【第66回岸田國士戯曲賞最終候補作を読む】その6
6作目は蓮見翔さんの『旅館じゃないんだからさ』。
候補者について
蓮見翔[はすみ・しょう]
1997年生まれ。東京都東久留米市出身。日本大学芸術学部映画学科卒業。ダウ90000主宰。初の最終候補。
候補作について
昨年9月にダウ90000の第二回本公演としてユーロライブにて上演。
■時、場所
現代 レンタルビデオショップ
■登場人物
片山 レンタルビデオ店店員 25歳
塚田 レンタルビデオ店店員 26歳 片山に好意を寄せる
及川 レンタルビデオ店新人店員 23歳
亜子 レンタルビデオ店の客
藤川莉奈 片山の元恋人
高橋優斗 藤川の同棲中の恋人
栗原 及川の同棲中の恋人
吉岡 栗原の元恋人
■物語
とあるレンタルビデオショップ。片山と塚田は暇を持て余しながら、片山が持ってきた京都土産の話をしたり、スタッフおすすめ映画を選んだりしていた。そこへ新入りの及川がやってくる。最近、同棲を始めたばかりの及川だったが、早速恋人の栗岡が様子を見にくる。片山に自分の思いに気づいてもらえない塚田は及川に相談を持ちかけるが、栗岡がDVDを借りようとした際に返却していないDVDがあったことから、浮気の疑いが持ち上がる。栗原の元恋人・吉岡がそのDVDを持ってくるが、延滞金の7万円あまりの支払いをめぐって栗原ともめる。一方、片山の元恋人・藤川が久し振りに店に現れて塚田はやきもきするが、藤川が現在、同棲中であることが分かって片山はショックを受ける。会員証更新のために現在住んでいる住所が分かるハガキが必要となり、藤川の恋人・高橋が店にやってくる。
総評
実際の上演は未見だが、配信にて鑑賞済(感想ブログはこちら)。
蓮見翔さんの戯曲の優れているところは、単に長いコントに終わっておらず、ちゃんと演劇になっている点。本作で言えば、片山の藤川に対する未練、自分の好意に気づかない鈍感な片山に対する塚田のもやもやした気持なんかが時にほろっとさせられるぐらいだし、最後も何とも愛おしくなってくる。

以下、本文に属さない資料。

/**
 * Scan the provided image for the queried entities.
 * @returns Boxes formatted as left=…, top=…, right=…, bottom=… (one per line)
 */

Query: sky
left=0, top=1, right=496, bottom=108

戯曲の特色としては、句読点が極端に少ない。最後の句点はなく、読点もほとんど打たれておらず、これがテンポのいいやり取りを生み出す秘訣なのかも。
戯曲だと話者の名前が全部漢字二文字だから、その点はちょっと読みづらい。役者が演じているのを見る分には混乱することはないけどね。
好きな作品だし、受賞して欲しい気持もあるけど、さてどうなりますか。